Six years ago we arrived in Wellington, just ahead of Matariki, although I had no knowledge of Maori celebrations then. I just knew that our little rented villa was darn cold, drafty cold, with not a radiator to be seen. Ben was 16 months old, seemingly without interest in shifting forth in any direction. A determined sitter who had to be carried everywhere, every entertainment fetched to within his limited reach. I was heavily pregnant with Dan. Aching and whale like, smiling at my new midwife, ‘yes, everything will be fine, yes I am feeling OK’. I had passed the point of being able to fly home safely. There could be no reversal of plans. We sat on the floor, waiting for our life in London to arrive, neatly packed in a shipping crate.
Just after midnight on mid winter’s morning Dan arrived. I always think of him as a mid-summer baby, born in the wrong hemisphere. I find even now, when I finally feel settled in this land far, far from home. Now, with the drafty, lonely first Wellington house a distant memory. Now with a garden full of flowers, and space, and friends, and my crazy, gorgeous kiwi boys who clearly belong right here. Even now, as mid-June approaches the pull of home is so strong. Thoughts of the path I didn’t choose, the people I wish I could laugh across a table with instead of conversing through a computer screen.

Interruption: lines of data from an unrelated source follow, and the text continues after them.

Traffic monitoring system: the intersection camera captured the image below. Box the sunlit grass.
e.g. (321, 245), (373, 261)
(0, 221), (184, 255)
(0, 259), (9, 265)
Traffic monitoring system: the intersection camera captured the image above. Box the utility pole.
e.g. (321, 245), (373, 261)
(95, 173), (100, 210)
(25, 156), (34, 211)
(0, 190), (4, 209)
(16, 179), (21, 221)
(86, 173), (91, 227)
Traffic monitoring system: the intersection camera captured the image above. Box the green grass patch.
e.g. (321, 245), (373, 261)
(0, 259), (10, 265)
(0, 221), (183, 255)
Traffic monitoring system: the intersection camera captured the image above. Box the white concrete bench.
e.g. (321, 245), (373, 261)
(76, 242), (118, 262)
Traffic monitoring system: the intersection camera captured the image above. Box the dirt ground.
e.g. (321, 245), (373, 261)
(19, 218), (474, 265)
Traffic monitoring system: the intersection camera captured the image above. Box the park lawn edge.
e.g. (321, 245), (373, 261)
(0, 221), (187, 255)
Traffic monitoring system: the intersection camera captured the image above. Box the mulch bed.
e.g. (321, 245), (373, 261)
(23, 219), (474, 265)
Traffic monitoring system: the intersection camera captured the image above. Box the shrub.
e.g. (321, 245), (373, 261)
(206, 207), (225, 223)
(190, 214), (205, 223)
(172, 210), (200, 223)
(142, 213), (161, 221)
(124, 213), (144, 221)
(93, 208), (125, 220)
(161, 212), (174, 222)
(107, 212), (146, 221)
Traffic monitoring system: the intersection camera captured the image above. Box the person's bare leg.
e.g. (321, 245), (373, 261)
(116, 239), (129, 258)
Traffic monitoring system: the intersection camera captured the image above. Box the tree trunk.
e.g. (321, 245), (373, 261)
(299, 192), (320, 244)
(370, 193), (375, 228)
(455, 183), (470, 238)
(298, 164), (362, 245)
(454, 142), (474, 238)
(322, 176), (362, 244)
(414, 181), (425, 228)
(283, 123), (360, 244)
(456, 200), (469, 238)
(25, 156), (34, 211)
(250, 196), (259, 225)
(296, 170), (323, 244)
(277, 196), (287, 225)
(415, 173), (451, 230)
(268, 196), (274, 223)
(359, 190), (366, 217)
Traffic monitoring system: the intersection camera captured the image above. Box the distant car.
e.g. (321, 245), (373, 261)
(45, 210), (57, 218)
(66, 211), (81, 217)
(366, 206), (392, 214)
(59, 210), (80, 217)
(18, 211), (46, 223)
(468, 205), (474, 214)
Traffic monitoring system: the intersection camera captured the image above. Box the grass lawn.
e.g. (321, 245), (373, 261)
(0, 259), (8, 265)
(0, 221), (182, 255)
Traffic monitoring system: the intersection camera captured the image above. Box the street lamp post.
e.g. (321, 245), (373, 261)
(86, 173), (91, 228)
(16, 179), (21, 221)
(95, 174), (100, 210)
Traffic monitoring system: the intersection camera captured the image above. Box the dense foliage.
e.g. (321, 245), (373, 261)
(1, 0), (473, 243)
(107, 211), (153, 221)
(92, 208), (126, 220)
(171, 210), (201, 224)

But whereas six years ago the homesickness would be overwhelming, turning me into a great anxious bundle. Now, I pour a wine. Bake a chocolate cake (well OK – I do that most days, homesick or not) and think of trips we’ve taken. Dan’s 3rd birthday party on my grandmother’s lawn. Ted and Baz sitting on a pile of sticks in a Welsh pub garden. Dancing like teenagers at Jake and Lisa’s wedding in a room full of everyone who matters most. Pouring dark chocolate into milk on the bank of the Seine, and all that followed one rather special child free day in Paris. Then I start planning the next big trip. Matariki, it turns out, is a great time to look at the stars.